Safety guidelines for AI-designed proteins
https://www.nature.com/articles/d41586-024-00699-0?utm_source=Live+Audience&utm_campaign=35b1b6f44e-briefing-dy-20240311&utm_medium=email&utm_term=0_b27a691814-35b1b6f44e-50537092
Researchers have launched an initiative calling for the safe and ethical use of protein design. The voluntary effort comes on the heels of reports from lawmakers, think tanks and other organizations exploring the possibility that AI tools — ranging from protein-structure prediction networks such as AlphaFold to large language models such as the one that powers ChatGPT — could make it easier to develop biological weapons, including new toxins or highly transmissible viruses. The new initiative calls for the biodesign community to police itself and for improved screening of DNA synthesis, a key step in making AI-designed proteins, for potentially harmful molecules.
The wwPDB Consortium , EMDB—the Electron Microscopy Data Bank.
Nucleic Acids Research, Volume 52, Issue D1, 5 January 2024, Pages D456–D465.
https://doi.org/10.1093/nar/gkad1019
from the CCP4BB: ”The burgeoning popularity of the electron EM has been coupled with new technologies and software solutions, together this has pushed exponential growth in yearly depositions, increases in the resolution of the deposited data, and, consequently, accuracy of molecule models associated with 3DEM data. As the EMDB continues to grow it remains dedicated to delivering a world-class archive that adheres to FAIR principles. In addition, we recognise the importance of easy and open access to accurately curated data for the various users of the archive, we plan to continue to facilitate and enhance this moving forward”.

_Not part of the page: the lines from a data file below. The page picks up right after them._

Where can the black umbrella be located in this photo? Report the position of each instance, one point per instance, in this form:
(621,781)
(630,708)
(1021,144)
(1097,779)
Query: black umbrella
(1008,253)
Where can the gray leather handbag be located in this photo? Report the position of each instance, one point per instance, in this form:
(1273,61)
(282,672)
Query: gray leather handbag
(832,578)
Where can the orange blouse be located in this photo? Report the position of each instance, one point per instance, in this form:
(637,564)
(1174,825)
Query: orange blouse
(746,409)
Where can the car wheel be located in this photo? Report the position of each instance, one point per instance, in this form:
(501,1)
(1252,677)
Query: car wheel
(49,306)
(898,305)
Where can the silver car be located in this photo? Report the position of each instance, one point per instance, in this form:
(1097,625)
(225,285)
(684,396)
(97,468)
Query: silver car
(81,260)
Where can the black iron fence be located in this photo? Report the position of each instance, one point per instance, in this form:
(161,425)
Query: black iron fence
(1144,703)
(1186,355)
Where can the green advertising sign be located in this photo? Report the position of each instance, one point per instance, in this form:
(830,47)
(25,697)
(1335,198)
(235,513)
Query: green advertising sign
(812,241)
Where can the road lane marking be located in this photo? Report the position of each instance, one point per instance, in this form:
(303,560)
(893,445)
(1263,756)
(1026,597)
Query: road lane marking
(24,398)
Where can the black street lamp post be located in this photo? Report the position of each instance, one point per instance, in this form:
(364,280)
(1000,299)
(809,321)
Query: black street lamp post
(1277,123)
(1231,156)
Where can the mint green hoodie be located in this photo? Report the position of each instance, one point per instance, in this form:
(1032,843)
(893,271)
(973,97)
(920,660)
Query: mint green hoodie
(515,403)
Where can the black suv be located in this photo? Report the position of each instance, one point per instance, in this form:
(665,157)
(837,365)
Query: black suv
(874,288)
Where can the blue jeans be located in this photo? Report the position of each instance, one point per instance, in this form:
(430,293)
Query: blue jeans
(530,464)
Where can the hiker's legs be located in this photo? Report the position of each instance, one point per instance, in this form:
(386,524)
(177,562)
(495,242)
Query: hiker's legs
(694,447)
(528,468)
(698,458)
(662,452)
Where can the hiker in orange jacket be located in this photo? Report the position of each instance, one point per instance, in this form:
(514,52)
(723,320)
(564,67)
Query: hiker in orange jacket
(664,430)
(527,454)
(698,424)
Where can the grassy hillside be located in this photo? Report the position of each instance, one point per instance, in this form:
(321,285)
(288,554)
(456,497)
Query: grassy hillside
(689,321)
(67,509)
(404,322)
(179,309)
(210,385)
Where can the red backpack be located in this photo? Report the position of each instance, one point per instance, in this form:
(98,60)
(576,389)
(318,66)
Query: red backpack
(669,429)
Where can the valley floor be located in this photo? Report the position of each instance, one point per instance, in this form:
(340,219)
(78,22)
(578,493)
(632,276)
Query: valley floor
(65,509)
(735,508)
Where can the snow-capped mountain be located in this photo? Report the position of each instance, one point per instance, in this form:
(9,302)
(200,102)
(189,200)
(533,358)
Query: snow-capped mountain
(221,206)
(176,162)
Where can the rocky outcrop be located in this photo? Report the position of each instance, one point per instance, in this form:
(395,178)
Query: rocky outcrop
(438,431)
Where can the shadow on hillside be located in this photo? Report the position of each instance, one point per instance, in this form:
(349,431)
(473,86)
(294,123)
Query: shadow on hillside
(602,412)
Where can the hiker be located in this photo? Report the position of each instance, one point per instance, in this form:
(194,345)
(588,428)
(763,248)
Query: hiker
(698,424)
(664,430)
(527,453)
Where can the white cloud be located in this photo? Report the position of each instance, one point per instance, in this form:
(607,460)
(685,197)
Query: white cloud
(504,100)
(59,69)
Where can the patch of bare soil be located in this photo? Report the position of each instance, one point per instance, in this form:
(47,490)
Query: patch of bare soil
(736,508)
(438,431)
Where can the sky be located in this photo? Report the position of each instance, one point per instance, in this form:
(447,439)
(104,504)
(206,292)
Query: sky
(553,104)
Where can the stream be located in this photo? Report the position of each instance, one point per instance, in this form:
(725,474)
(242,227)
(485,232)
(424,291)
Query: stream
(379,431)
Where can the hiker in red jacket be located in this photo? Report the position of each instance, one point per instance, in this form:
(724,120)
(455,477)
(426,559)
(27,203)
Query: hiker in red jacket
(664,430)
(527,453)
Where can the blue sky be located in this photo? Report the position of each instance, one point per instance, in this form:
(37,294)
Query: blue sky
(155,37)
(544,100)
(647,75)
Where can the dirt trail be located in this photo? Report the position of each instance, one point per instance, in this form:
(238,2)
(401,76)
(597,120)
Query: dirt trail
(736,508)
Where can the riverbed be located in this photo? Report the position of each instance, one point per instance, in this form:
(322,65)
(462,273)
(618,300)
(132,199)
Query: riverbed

Why sunsets were a weird colour after Krakatau blew its top
Nature 627, 247 (2024)
doi: https://doi-org.insb.bib.cnrs.fr/10.1038/d41586-024-00601-y
Following the 1883 eruption of the Krakatau volcano in Indonesia, instead of the typical red skies, green-colored sunsets were observed worldwide, attributed to the size and distribution of volcanic particles ejected during the event. While large volcanic eruptions often lead to red sunsets due to increased atmospheric particle scattering, the unique green skies following the Krakatau eruption prompted researchers led by Christian von Savigny at the University of Greifswald to model atmospheric conditions, suggesting that particles of 500–700 nanometers in radius were responsible for the phenomenon. Analyzing historical records of volcanic skies aids in understanding the magnitude of past eruptions and their atmospheric effects.
Will these reprogrammed elephant cells ever make a mammoth?
Nature 627, 253-254 (2024)
doi: https://doi-org.insb.bib.cnrs.fr/10.1038/d41586-024-00670-z
Colossal Biosciences achieved a breakthrough by converting elephant cells into an embryonic state, a crucial step in their project to engineer elephants with woolly mammoth traits. Despite challenges in establishing elephant induced pluripotent stem (iPS) cells, the successful creation of four iPS-cell lines from an elephant opens avenues for genetic editing and studying mammoth traits in Asian elephants. While the technology is promising, further advancements are necessary for the ambitious goal of creating mammoth-like elephants, potentially requiring artificial wombs and additional reproductive biology leaps.